Figure 4 shows the segmentation of the left cingulum bundle as well as the left and right cingulum bundles together. The initialization consists of a single fiber, and is shown as a thin white volume. The final segmentations are shown as thicker yellow volumes. Two views of the final segmentations are provided. Using the proposed method, the bundle is segmented without leaking, and captures the changing properties of the bundle as it bends around the corpus callosum. This is all accomplished without any explicit shape prior to defend against leaks. Furthermore, the smoothness of the detected tensor is ensured by the intrinsic properties of the evolving active surface.

Figure 4.

Top Row: Segmentation of left cingulum bundle (CB). (a) Shows initialization from single anchor tract. (b,c) Show multiple views of the final segmentation. Bottom Row: Segmentation of left and right cingulum bundles (CBs) together. (d) Initialization from single tracts. (e,f) Multiple views of the final segmentation.

5. Conclusion

This paper proposed a novel segmentation method for diffusion tensor images. The approach is based on a level-set segmentation technique separating localized tensor statistics. This fully variational surface evolution scheme is based upon a local mean modeling energy. The localization of the statistics allows it to capture directionally varying fiber bundles (specifically the cingulum bundle) simply but robustly. This is especially useful as many fiber bundles in the brain that curve strongly (e.g., the cingulum bundle, the arcuate fasciculus, the corpus callosum).

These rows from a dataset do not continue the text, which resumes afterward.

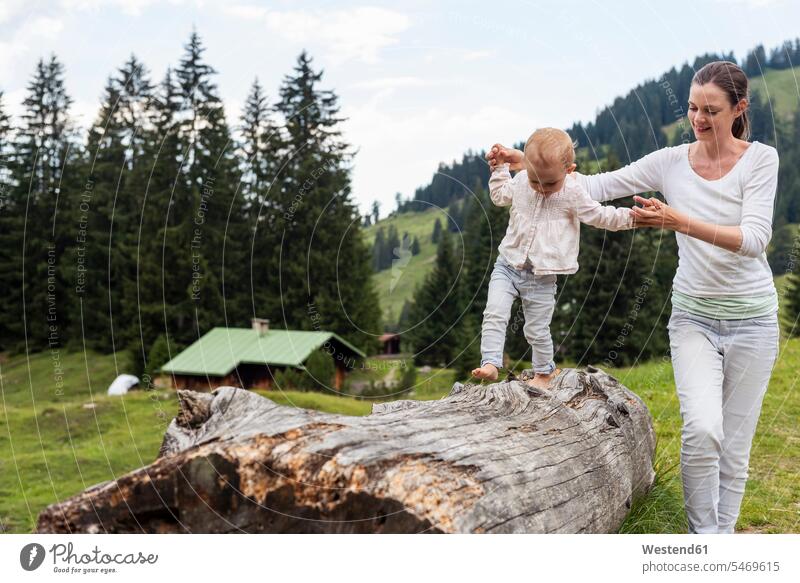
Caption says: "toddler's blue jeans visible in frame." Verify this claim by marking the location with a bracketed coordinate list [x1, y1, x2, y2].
[481, 255, 556, 374]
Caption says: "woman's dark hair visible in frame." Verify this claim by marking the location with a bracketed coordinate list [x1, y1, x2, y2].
[692, 61, 750, 140]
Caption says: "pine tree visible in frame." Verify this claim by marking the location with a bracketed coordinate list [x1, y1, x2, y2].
[411, 235, 420, 255]
[383, 225, 401, 269]
[372, 227, 386, 273]
[239, 79, 284, 324]
[130, 69, 183, 374]
[405, 231, 466, 366]
[431, 218, 442, 245]
[0, 91, 16, 351]
[0, 55, 80, 350]
[275, 52, 381, 352]
[80, 56, 154, 351]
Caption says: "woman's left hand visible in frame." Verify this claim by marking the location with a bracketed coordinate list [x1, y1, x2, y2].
[631, 196, 683, 231]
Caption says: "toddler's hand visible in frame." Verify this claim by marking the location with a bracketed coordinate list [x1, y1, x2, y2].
[486, 144, 523, 170]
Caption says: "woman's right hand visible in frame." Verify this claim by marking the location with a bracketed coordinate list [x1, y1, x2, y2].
[486, 144, 525, 172]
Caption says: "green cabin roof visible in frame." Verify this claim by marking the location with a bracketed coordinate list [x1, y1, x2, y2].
[161, 327, 366, 376]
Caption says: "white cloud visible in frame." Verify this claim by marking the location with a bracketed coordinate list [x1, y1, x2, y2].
[351, 76, 447, 90]
[61, 0, 183, 16]
[0, 16, 64, 79]
[462, 51, 496, 61]
[0, 0, 30, 24]
[342, 97, 529, 212]
[222, 4, 411, 63]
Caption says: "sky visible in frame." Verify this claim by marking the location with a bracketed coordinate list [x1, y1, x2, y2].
[0, 0, 800, 216]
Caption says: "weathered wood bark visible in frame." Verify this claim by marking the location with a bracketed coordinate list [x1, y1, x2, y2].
[38, 367, 655, 533]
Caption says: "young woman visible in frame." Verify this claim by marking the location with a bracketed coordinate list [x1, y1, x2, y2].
[487, 61, 779, 533]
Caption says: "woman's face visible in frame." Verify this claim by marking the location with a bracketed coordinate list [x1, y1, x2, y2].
[689, 83, 747, 141]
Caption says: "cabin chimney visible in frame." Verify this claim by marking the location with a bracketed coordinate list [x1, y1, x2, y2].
[250, 318, 269, 336]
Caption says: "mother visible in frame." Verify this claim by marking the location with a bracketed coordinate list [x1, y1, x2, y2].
[487, 61, 779, 533]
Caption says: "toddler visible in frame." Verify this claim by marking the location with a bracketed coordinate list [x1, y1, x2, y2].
[472, 128, 633, 388]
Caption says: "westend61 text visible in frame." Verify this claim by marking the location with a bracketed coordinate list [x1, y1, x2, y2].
[642, 545, 708, 555]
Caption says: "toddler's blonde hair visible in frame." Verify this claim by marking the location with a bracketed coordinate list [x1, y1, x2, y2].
[525, 128, 578, 168]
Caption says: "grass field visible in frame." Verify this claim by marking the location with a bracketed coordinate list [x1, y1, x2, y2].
[0, 314, 800, 533]
[364, 208, 447, 324]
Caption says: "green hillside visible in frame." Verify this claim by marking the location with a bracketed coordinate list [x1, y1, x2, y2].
[661, 67, 800, 145]
[364, 208, 447, 324]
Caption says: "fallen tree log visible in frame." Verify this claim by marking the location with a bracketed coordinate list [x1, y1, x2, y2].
[37, 367, 655, 533]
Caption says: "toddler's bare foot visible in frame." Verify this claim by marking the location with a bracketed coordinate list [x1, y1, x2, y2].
[472, 363, 497, 381]
[525, 368, 561, 389]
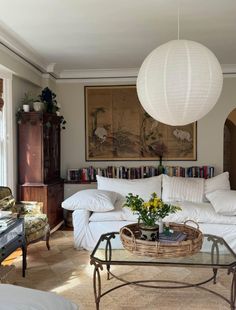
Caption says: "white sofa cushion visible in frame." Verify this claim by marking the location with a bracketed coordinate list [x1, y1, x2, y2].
[164, 201, 236, 225]
[62, 189, 118, 212]
[97, 175, 162, 200]
[162, 175, 204, 202]
[89, 203, 123, 222]
[206, 190, 236, 215]
[205, 172, 230, 200]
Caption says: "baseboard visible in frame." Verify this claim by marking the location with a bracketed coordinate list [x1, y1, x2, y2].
[50, 221, 64, 234]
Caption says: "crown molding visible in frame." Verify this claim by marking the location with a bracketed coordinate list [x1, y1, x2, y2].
[59, 68, 139, 79]
[0, 24, 47, 73]
[0, 24, 236, 84]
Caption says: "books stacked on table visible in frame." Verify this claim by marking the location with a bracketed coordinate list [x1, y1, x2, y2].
[159, 231, 187, 243]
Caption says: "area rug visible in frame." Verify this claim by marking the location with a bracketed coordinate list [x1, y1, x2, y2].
[9, 231, 231, 310]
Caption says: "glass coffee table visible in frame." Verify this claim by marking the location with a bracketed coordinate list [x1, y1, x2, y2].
[90, 232, 236, 310]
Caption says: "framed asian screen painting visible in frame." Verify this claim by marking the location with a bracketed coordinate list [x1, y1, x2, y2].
[85, 86, 197, 161]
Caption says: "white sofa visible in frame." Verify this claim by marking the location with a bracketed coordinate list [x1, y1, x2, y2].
[62, 172, 236, 252]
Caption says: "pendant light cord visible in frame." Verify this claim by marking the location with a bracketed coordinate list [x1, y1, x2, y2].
[178, 6, 179, 40]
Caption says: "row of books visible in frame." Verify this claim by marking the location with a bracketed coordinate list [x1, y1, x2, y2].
[67, 166, 214, 182]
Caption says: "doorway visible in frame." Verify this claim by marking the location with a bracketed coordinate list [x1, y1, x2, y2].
[224, 109, 236, 190]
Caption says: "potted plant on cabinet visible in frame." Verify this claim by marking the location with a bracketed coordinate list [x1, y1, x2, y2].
[21, 92, 34, 112]
[39, 87, 59, 113]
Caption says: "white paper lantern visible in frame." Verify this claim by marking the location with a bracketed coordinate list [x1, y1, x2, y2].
[137, 40, 223, 125]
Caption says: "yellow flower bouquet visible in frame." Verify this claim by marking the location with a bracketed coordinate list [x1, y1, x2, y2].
[124, 193, 181, 226]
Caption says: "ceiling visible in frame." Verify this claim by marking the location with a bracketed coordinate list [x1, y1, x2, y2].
[0, 0, 236, 77]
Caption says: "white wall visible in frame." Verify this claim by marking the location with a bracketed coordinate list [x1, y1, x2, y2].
[56, 78, 236, 177]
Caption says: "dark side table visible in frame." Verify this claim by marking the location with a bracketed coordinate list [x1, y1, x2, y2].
[0, 218, 26, 277]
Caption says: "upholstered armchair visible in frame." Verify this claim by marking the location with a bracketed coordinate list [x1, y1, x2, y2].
[0, 186, 50, 250]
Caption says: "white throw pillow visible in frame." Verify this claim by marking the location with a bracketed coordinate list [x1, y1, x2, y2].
[62, 189, 118, 212]
[205, 172, 230, 200]
[97, 175, 162, 200]
[89, 201, 123, 222]
[162, 175, 204, 202]
[206, 190, 236, 215]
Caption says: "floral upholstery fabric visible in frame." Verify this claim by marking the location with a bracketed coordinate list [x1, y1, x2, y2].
[0, 186, 50, 244]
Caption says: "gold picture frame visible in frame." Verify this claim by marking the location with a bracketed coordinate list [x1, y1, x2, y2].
[84, 85, 197, 161]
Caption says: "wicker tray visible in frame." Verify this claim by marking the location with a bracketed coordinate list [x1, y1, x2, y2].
[120, 221, 203, 258]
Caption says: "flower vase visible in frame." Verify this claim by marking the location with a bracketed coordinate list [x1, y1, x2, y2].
[157, 156, 164, 175]
[139, 224, 159, 241]
[158, 218, 164, 234]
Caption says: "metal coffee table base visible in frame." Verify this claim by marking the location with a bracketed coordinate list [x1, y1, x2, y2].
[90, 259, 236, 310]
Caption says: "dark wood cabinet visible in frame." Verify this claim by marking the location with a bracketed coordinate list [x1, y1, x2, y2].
[18, 112, 64, 228]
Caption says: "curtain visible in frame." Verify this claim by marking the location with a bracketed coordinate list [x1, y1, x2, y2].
[0, 79, 4, 111]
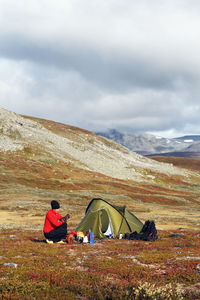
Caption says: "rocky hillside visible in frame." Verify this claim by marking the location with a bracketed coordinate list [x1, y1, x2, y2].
[96, 129, 200, 155]
[0, 108, 188, 181]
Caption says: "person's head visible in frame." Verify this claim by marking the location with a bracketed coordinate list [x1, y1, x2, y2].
[51, 200, 60, 210]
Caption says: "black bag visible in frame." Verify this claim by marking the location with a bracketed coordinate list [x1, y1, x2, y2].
[124, 220, 158, 241]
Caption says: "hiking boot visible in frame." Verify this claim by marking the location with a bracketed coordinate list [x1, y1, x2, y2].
[46, 239, 53, 244]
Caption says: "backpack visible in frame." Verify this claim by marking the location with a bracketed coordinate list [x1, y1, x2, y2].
[124, 220, 158, 241]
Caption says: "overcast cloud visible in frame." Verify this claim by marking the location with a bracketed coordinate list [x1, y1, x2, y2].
[0, 0, 200, 136]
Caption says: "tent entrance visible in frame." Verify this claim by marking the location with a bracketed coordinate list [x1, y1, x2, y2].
[101, 209, 113, 237]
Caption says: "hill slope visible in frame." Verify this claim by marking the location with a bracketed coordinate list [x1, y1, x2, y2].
[0, 109, 200, 231]
[97, 129, 200, 156]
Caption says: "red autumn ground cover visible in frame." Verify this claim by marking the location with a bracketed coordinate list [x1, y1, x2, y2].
[0, 230, 200, 299]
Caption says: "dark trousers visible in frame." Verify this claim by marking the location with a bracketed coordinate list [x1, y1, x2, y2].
[44, 223, 67, 243]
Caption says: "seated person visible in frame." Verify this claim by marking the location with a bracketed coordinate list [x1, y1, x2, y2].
[43, 200, 70, 244]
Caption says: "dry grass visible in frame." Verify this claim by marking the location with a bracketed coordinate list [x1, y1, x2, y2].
[0, 230, 200, 300]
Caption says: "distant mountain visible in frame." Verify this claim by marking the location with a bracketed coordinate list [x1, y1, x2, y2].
[0, 108, 188, 181]
[96, 129, 200, 155]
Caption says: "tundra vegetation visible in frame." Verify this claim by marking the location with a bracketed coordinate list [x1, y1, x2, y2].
[0, 112, 200, 299]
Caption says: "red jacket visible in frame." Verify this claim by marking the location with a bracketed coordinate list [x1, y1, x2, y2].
[43, 209, 64, 233]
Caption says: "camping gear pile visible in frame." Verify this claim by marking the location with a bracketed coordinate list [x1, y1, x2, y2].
[75, 198, 158, 241]
[67, 231, 94, 244]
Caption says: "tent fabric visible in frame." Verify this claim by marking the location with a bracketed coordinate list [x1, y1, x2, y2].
[76, 198, 143, 238]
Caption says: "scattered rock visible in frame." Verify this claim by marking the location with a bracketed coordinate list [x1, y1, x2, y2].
[4, 263, 18, 268]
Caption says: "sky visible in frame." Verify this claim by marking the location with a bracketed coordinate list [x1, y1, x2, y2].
[0, 0, 200, 137]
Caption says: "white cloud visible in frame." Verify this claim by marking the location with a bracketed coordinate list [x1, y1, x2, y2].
[0, 0, 200, 135]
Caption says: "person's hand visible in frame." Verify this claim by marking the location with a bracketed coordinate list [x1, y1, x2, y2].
[60, 214, 70, 222]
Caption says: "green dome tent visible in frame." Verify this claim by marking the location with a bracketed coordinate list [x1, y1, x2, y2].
[76, 198, 143, 238]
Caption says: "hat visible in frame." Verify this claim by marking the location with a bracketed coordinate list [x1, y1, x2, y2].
[51, 200, 60, 209]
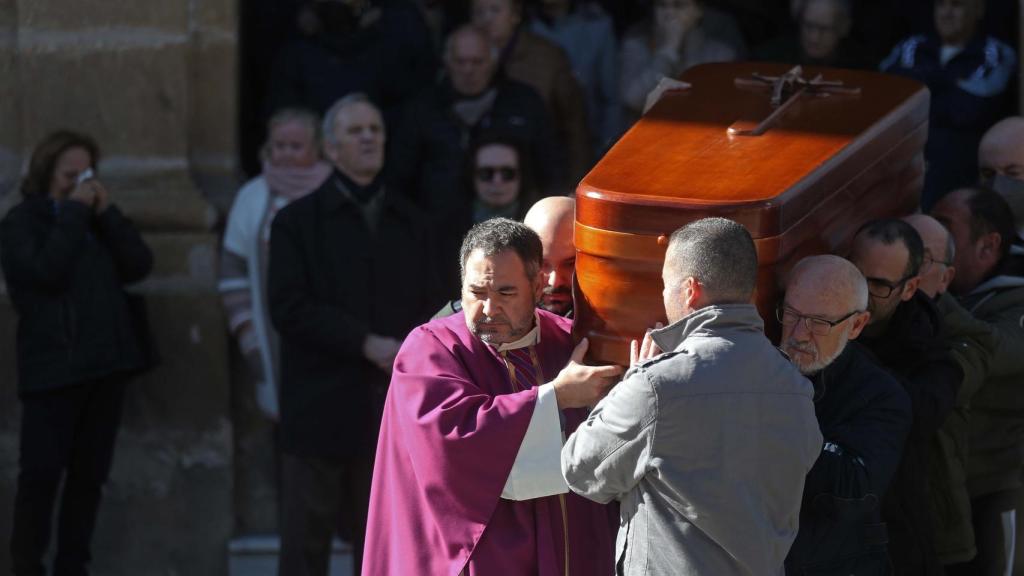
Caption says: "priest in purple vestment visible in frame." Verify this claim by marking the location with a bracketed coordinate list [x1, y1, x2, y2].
[362, 218, 623, 576]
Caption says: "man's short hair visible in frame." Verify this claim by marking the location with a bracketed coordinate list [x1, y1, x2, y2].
[266, 108, 323, 142]
[854, 218, 925, 278]
[963, 187, 1017, 263]
[939, 222, 956, 265]
[441, 23, 501, 63]
[322, 92, 383, 145]
[800, 0, 853, 30]
[665, 218, 758, 303]
[459, 218, 544, 282]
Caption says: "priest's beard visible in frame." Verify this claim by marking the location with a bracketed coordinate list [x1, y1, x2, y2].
[782, 330, 850, 376]
[469, 315, 534, 345]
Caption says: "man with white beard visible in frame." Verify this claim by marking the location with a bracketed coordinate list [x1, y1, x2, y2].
[778, 255, 911, 575]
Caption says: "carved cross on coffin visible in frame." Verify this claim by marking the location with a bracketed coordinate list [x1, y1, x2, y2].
[727, 66, 860, 136]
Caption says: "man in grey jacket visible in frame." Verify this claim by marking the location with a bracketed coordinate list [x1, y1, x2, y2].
[562, 218, 822, 576]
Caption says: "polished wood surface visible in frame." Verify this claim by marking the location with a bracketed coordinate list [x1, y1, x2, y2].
[573, 63, 928, 363]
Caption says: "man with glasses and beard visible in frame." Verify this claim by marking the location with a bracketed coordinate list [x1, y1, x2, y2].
[778, 255, 912, 574]
[850, 219, 964, 574]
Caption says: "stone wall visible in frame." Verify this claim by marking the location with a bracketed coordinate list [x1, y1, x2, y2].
[0, 0, 238, 576]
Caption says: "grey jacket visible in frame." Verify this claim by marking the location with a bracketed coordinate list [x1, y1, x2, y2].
[562, 304, 822, 576]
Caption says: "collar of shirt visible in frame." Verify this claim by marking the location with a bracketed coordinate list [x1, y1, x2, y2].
[496, 310, 541, 353]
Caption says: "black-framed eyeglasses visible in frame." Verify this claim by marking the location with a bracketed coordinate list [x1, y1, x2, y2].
[921, 253, 953, 268]
[476, 166, 519, 182]
[775, 305, 863, 336]
[864, 276, 913, 298]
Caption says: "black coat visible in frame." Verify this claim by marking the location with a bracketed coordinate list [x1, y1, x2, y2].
[268, 173, 442, 457]
[389, 80, 568, 219]
[0, 196, 153, 394]
[785, 342, 911, 576]
[859, 291, 964, 575]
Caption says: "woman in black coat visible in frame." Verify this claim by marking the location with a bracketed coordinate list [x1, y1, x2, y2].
[0, 131, 153, 575]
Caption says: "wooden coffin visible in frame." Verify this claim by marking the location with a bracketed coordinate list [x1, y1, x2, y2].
[573, 63, 929, 364]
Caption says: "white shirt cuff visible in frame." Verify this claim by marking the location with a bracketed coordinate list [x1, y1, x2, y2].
[502, 384, 569, 500]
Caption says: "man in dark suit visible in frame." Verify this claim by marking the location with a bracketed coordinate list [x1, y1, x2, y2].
[268, 94, 436, 576]
[778, 255, 912, 575]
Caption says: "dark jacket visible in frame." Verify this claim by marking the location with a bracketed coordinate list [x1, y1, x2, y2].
[880, 34, 1017, 209]
[0, 196, 153, 394]
[501, 27, 594, 182]
[785, 342, 912, 576]
[928, 293, 995, 564]
[858, 291, 964, 575]
[268, 173, 441, 457]
[389, 80, 565, 219]
[961, 247, 1024, 498]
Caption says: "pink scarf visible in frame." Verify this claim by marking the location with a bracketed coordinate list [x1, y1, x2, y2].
[263, 160, 331, 201]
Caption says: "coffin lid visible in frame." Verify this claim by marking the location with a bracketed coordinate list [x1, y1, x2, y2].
[577, 63, 928, 238]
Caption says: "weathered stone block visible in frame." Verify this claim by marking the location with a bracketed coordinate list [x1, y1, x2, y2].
[189, 42, 239, 171]
[18, 45, 188, 158]
[16, 0, 189, 32]
[193, 0, 239, 32]
[109, 172, 218, 232]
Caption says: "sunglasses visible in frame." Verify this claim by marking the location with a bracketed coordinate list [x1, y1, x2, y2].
[476, 166, 519, 182]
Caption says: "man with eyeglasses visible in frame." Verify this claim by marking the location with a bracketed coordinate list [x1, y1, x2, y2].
[903, 214, 995, 566]
[777, 255, 912, 575]
[932, 188, 1024, 574]
[850, 219, 964, 574]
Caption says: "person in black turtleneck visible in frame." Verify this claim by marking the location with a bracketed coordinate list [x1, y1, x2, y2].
[389, 26, 568, 227]
[778, 255, 912, 576]
[850, 219, 964, 575]
[268, 94, 438, 575]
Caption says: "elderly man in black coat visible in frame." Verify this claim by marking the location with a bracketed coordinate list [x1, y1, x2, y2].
[778, 255, 911, 576]
[850, 219, 964, 574]
[268, 94, 437, 576]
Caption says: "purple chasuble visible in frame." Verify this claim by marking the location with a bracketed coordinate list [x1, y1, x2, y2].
[362, 311, 618, 576]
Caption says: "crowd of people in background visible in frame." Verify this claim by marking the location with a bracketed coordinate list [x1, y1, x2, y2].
[6, 0, 1024, 575]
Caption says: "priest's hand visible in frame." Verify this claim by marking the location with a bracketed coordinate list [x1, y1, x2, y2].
[630, 322, 662, 368]
[362, 334, 401, 374]
[551, 338, 625, 410]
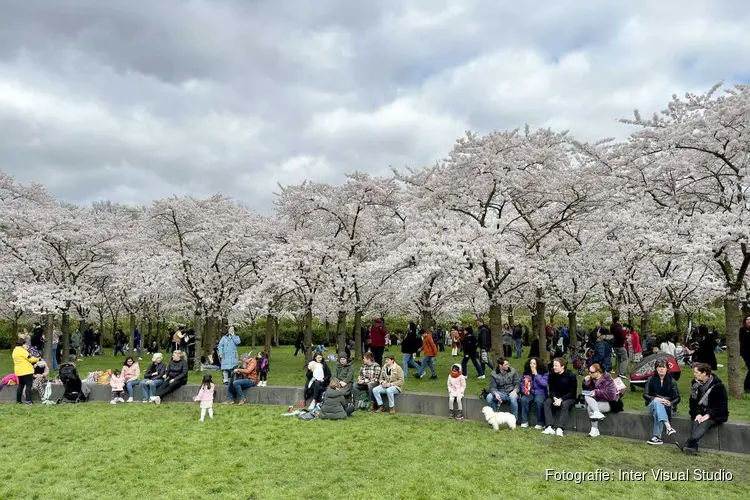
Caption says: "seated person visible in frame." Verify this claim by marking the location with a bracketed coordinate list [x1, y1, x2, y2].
[353, 352, 381, 410]
[583, 363, 620, 437]
[372, 354, 404, 415]
[676, 363, 729, 455]
[318, 377, 354, 420]
[487, 358, 521, 419]
[643, 359, 680, 445]
[542, 358, 578, 437]
[153, 349, 188, 404]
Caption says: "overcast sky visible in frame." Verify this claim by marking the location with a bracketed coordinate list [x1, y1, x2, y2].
[0, 0, 750, 212]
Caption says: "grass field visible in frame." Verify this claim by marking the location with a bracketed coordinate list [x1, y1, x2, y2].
[0, 346, 750, 420]
[0, 403, 750, 500]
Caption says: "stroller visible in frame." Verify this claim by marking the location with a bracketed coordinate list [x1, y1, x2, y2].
[57, 363, 87, 404]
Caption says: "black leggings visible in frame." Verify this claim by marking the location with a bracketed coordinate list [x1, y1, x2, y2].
[16, 373, 34, 403]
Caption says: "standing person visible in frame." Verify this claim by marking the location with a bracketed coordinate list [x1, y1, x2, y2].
[122, 356, 141, 403]
[461, 326, 484, 380]
[542, 358, 578, 437]
[643, 359, 680, 445]
[370, 317, 388, 365]
[153, 349, 187, 404]
[217, 326, 240, 385]
[740, 316, 750, 394]
[477, 318, 495, 371]
[450, 325, 465, 358]
[609, 316, 628, 378]
[401, 321, 422, 378]
[417, 330, 438, 380]
[141, 352, 167, 403]
[12, 339, 39, 405]
[448, 363, 466, 421]
[675, 363, 729, 455]
[582, 363, 620, 437]
[193, 373, 216, 422]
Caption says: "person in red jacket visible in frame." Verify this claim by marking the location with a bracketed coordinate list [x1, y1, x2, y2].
[370, 318, 388, 366]
[417, 329, 438, 380]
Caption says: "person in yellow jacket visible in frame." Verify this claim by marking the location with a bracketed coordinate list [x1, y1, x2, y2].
[13, 339, 39, 405]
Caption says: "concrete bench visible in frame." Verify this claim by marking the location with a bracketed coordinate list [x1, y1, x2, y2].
[0, 384, 750, 454]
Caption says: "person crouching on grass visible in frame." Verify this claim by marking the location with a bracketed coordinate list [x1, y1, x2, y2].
[448, 363, 466, 421]
[109, 370, 125, 405]
[193, 373, 216, 422]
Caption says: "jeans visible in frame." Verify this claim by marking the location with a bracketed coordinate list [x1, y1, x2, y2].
[402, 354, 421, 377]
[227, 378, 255, 401]
[372, 385, 401, 408]
[487, 392, 518, 419]
[544, 396, 576, 429]
[613, 347, 628, 378]
[648, 400, 672, 437]
[521, 394, 547, 425]
[141, 378, 164, 401]
[685, 418, 718, 450]
[125, 378, 141, 398]
[461, 354, 484, 377]
[16, 373, 34, 403]
[417, 356, 437, 377]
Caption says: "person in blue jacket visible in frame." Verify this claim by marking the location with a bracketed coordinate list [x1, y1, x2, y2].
[218, 326, 240, 385]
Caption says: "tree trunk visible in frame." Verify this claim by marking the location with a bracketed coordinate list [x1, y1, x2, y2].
[60, 311, 70, 363]
[128, 312, 136, 356]
[536, 288, 549, 364]
[568, 311, 578, 346]
[641, 312, 651, 336]
[304, 303, 312, 359]
[490, 303, 503, 359]
[193, 307, 203, 372]
[672, 305, 685, 339]
[724, 298, 744, 399]
[44, 314, 55, 371]
[265, 314, 275, 358]
[354, 309, 363, 359]
[336, 311, 346, 352]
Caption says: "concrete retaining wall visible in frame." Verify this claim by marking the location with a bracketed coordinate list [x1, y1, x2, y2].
[0, 385, 750, 454]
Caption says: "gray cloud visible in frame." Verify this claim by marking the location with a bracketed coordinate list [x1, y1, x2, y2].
[0, 0, 750, 211]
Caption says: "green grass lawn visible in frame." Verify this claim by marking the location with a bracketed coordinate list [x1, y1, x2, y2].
[0, 346, 750, 420]
[0, 402, 750, 500]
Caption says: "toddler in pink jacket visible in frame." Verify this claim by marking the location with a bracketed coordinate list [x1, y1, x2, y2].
[193, 374, 216, 422]
[448, 363, 466, 420]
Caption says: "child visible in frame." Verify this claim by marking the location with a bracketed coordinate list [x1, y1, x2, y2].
[193, 373, 216, 422]
[258, 351, 271, 387]
[448, 363, 466, 421]
[109, 370, 125, 405]
[448, 363, 466, 421]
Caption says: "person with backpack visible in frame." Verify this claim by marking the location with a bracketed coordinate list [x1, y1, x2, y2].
[581, 363, 620, 437]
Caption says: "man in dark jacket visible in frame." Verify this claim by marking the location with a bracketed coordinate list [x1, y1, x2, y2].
[676, 363, 729, 455]
[477, 318, 495, 371]
[154, 349, 187, 404]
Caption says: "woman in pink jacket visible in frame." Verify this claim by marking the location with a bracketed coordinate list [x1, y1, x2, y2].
[122, 356, 141, 403]
[448, 363, 466, 420]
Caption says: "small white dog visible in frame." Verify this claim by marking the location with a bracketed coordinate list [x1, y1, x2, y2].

Furthermore, the ability of local models to discriminate regions is able to prevent leakage without the need for shape or distance priors that in effect mask off unwanted parts of the segmentation.

Several other extensions are possible, such as the use of more sophisticated distance and similarity measures. The proposed localized method as well as global region-based segmentation methods will benefit from similarity metrics using the complete tensor information. In particular, more suitable tensor-based statistics may be explored in this framework, such as those employed by Lenglet et al. [17].